Home > Other > How the Post Office Created America > Page 24
How the Post Office Created America Page 24

by Winifred Gallagher


  To pilot Slim Lewis, the instrument panel was “just something to clutter up the cockpit and distract your attention from the railroad or riverbed you’re following.” Some aviators developed their own eccentric technology, such as using a lit cigar to time a route or a half-empty whiskey bottle as a flight level indicator. Coping with the aircrafts’ frequent mechanical glitches and crashes also required ingenuity. When a major hailstorm that pierced his flimsy plane with some three hundred holes forced Clifton P. “Ole” Oleson to land in a field, he patched the rips with dish towels soaked in egg whites donated by a farmer’s wife, then took off for his destination.
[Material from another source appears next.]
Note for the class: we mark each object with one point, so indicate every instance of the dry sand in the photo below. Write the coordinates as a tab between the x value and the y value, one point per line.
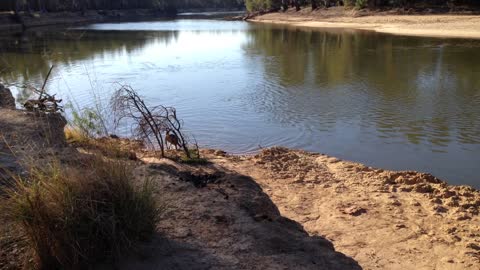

  In August 1918, the post took over airmail operations from the military, and the department’s own civilian pilots began to fly its own biplanes, which were either custom-built or remodeled for postal service. (De Havilland’s DH-4, which had a more powerful 400-horsepower engine, superseded the Jenny as the fleet’s workhorse.) Much like Pony riders, the aviators were expected to satisfy their employer’s obsessions with speed and sticking to the schedule regardless of conditions. They raced their finicky, flimsy, unreliable aircraft through dense fogs, blizzards, and towering mountain ranges, protected mostly by the small planes’ responsiveness and slow speeds. Of the two hundred pilots who belonged to the service’s “suicide club” between 1918 and 1926, thirty-five died on duty, but many more emerged bloody and battered from crashes.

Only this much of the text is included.